06. Versioning the set¶

Refresh changes the set. Versioning is what makes those changes auditable and what makes scores comparable across time. The set is an artefact like any other; it has a version, a changelog, an owner, and a release process.

A platform engineer at a Chennai SaaS company is asked to explain why the eval score dropped from 0.84 to 0.79 in the last week. She investigates. The drop is not from a system change; it is from a refresh that added 15 new failure-mode cases the system handles less well than the existing happy-path cases. The set version changed; the score did not adjust for the version change in the dashboard. The team had panicked over a system regression that was actually a set refresh. The fix is straightforward: the set's version is recorded with every score; the dashboard distinguishes "score on v3 of the set" from "score on v4 of the set"; the discontinuity is visible and explained.

This chapter is the discipline. The set is an artefact; treating it as one makes scores legible across time.

What versioning is for¶

Three uses.

Comparability. Two scores on the same set version are directly comparable. Two scores on different set versions are not; comparing them requires care.

Audit. When a question is asked about a historical decision (a model promotion, an incident), the set version at that decision must be recoverable.

Communication. A score reported with version provenance is honest about what it measures.

Without versioning, scores blur — "the eval went up" hides whether the system improved or the set got easier.

What the version captures¶

A version is a frozen snapshot of:

The case list (which cases are in the set)
The labels (the expected behaviour for each case)
The strata tags (chapter 04)
The rubric or judging mechanism per case (chapter 07)
The provenance metadata (source, sampled_at, author)
The retired cases as a historical reference (not in the active set, but findable)

Schema-wise, the set is a directory of YAML files in version control, or a small service backed by storage. The version is a git tag or a service-level identifier.

Semver for sets¶

A reasonable convention.

Bump	What changed	Comparable to previous?
Patch (3.1.0 → 3.1.1)	Label corrections; metadata fixes; no case adds or retires	Yes, for most purposes
Minor (3.1.0 → 3.2.0)	Case additions; targeted retirements; no rubric changes	Roughly, with attention
Major (3.x → 4.0.0)	Rubric changes; large refreshes; reclassification of strata	Not directly; re-baseline required

The convention is similar to API versioning.
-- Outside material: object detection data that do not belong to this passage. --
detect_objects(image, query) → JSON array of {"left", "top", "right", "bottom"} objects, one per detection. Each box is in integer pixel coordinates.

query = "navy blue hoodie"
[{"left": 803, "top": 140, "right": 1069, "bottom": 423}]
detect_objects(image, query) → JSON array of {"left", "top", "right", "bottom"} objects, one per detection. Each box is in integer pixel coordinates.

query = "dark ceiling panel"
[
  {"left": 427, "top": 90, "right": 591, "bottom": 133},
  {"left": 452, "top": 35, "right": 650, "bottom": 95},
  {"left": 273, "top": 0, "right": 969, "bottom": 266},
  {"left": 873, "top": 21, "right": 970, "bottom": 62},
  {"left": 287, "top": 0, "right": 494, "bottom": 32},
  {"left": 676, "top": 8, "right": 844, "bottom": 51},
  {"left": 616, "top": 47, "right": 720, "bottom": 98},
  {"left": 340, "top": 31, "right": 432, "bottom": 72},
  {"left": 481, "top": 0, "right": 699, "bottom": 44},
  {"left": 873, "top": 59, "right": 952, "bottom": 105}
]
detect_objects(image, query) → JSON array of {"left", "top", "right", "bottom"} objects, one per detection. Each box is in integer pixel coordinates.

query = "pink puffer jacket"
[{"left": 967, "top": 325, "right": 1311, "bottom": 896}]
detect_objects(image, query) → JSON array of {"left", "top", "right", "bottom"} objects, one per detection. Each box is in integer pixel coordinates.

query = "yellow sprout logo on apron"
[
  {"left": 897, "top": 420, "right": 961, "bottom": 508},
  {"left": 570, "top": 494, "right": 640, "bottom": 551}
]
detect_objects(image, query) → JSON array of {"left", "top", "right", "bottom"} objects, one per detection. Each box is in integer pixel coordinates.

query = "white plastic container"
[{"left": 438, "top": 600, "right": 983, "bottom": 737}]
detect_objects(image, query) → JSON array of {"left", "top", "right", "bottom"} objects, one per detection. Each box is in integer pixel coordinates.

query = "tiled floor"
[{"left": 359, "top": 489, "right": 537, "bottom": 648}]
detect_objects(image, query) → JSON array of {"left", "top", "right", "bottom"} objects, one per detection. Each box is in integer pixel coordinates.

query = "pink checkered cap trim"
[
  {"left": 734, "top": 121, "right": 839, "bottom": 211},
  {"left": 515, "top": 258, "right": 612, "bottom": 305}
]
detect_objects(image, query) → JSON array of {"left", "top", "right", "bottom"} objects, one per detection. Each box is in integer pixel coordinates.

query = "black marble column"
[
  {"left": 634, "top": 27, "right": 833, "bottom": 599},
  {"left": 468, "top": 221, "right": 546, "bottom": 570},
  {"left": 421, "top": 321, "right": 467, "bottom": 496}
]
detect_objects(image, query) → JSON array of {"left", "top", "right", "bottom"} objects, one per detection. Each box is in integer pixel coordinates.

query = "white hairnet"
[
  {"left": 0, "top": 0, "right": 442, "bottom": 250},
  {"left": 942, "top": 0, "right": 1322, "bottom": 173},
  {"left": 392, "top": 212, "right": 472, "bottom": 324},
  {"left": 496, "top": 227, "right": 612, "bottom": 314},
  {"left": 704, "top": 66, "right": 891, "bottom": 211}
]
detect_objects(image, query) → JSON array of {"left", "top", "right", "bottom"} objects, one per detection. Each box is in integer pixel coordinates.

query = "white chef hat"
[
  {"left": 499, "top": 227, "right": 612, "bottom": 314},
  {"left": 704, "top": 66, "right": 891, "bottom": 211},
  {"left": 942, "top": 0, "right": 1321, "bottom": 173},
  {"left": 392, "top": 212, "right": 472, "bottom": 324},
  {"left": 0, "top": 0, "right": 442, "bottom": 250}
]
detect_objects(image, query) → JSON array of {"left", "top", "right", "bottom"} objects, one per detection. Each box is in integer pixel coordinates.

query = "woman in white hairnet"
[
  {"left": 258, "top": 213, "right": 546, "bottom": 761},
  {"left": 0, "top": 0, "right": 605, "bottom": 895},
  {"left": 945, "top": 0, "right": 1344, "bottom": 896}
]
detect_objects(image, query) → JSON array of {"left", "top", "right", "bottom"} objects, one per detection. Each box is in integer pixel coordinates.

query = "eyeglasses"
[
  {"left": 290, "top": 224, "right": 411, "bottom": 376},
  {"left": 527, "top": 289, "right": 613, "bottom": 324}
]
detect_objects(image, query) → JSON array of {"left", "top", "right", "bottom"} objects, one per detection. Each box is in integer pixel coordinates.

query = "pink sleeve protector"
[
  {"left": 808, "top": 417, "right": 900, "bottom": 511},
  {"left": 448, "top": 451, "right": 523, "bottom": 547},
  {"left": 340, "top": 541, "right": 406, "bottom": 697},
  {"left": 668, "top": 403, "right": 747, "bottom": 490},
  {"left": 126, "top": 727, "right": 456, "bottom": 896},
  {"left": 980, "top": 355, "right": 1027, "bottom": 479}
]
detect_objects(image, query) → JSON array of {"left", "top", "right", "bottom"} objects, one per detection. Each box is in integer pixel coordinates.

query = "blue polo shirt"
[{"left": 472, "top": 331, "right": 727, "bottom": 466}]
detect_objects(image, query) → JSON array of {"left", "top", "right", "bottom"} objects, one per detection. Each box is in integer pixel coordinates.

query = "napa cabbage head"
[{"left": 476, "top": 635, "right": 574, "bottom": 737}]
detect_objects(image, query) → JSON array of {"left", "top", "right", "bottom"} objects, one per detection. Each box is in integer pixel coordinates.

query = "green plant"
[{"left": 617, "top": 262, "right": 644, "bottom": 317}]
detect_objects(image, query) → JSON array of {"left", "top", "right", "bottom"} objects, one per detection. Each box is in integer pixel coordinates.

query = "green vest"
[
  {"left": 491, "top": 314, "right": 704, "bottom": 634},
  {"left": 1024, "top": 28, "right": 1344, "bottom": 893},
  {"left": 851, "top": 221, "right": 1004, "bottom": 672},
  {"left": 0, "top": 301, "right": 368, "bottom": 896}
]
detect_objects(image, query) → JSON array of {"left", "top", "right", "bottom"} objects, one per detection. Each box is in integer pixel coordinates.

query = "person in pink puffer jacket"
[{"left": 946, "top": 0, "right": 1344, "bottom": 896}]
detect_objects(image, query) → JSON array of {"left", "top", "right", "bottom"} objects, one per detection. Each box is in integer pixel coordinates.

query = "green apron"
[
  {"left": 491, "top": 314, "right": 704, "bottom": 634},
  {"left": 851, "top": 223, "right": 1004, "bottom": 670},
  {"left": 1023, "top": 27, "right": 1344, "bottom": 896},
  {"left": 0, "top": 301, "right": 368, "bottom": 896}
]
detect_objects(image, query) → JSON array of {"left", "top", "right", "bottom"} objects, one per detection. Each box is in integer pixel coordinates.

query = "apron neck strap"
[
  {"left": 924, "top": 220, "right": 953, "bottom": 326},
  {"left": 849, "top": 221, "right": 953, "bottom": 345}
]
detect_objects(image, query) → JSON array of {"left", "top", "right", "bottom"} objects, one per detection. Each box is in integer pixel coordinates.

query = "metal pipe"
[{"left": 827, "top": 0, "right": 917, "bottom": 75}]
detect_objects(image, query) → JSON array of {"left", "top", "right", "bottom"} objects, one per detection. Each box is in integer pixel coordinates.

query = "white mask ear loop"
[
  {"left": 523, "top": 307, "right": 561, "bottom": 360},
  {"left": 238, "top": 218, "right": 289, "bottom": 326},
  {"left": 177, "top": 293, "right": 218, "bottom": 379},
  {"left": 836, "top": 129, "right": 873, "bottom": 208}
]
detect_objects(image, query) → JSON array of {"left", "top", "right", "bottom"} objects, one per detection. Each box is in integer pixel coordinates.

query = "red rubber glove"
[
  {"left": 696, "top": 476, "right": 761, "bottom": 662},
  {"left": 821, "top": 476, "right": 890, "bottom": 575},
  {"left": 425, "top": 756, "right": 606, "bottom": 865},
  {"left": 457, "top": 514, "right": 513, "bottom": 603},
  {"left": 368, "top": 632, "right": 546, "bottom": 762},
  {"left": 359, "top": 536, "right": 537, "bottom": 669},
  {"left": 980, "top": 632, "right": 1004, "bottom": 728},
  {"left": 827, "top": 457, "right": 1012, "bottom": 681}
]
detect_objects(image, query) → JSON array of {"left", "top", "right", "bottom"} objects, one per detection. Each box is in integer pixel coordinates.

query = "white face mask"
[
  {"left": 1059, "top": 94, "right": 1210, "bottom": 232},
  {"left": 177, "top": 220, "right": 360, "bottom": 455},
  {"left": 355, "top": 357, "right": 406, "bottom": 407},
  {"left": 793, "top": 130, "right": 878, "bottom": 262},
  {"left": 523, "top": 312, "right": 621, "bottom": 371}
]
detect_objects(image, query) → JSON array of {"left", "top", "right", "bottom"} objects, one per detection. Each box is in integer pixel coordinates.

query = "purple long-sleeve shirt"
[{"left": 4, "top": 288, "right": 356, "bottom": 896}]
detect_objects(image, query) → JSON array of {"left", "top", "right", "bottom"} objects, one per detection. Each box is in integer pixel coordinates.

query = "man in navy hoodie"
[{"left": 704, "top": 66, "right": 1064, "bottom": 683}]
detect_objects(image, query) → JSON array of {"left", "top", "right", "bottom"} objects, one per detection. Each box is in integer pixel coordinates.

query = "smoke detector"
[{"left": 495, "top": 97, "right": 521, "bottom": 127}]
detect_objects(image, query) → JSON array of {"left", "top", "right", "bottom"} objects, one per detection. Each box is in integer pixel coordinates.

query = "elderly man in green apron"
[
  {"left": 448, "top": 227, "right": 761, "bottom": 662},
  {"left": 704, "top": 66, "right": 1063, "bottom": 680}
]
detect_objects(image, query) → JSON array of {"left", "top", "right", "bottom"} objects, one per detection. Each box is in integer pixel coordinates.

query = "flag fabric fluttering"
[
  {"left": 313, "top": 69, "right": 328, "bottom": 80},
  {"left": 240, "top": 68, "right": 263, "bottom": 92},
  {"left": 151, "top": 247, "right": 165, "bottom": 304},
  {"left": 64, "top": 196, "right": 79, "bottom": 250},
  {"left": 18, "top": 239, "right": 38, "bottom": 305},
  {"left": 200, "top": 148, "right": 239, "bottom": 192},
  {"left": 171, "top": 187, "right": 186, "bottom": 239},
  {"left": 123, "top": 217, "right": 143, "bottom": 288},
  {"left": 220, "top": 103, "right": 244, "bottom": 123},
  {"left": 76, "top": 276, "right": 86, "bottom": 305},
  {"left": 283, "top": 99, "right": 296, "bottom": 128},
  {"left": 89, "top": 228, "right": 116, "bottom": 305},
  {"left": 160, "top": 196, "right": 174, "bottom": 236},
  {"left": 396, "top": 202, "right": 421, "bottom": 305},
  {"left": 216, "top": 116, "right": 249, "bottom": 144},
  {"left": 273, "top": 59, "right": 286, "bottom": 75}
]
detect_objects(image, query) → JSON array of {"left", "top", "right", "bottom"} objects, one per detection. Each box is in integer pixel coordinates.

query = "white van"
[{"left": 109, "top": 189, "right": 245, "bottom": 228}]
The point is that the version tells you the comparison posture.

The changelog¶

Every version bump has a changelog entry.

versions:
  - version: 3.2.0
    date: 2026-05-25
    summary: |
      Q2 refresh: added 38 cases (12 for new voice-input failure modes,
      8 for premium segment under-coverage, 18 from production sample).
      Retired 11 stale cases (3 for retired feature, 8 fixed failure
      modes that no longer occur in production).
    added: [case_201, case_202, ...]
    retired: [case_023, case_045, ...]
    relabelled: [case_087]
    baseline_score: 0.82            # new baseline after refresh
    previous_score: 0.86            # for context; v3.1.0 score
    owner_signoff: jane.doe@example.com

  - version: 3.1.0
    date: 2026-04-15
    summary: |
      Patch: corrected labels on 4 cases discovered during incident review.
    added: []
    retired: []
    relabelled: [case_032, case_044, case_077, case_098]
    baseline_score: 0.86

The changelog is readable; the changes are explicit; the score continuity is annotated.

Score dashboards with versioning¶

A dashboard showing scores over time must annotate version transitions.

Eval score (smart-reasoner) — last 6 months
+----------------------------------------------------+
|                                                    |
| 0.90 +                                             |
|      |       o                                     |
| 0.86 +    o-----o   o      *                       |
|      |   /        \ /     /                        |
| 0.82 +  o         o ---- o-----o                   |
|      |                          \                  |
| 0.78 +                            \                |
|      |                              o              |
|      +----+----+----+----+----+----+----+----+    |
|        v2.5  v2.6  v3.0      v3.1  v3.2           |
|                   (major)              (minor)    |
+----------------------------------------------------+

Notes:
- v3.0 was a major refresh with rubric changes. Re-baseline.
- v3.2 added voice-input cases (chapter 04); score drop reflects
  new stratum being harder, not system regression.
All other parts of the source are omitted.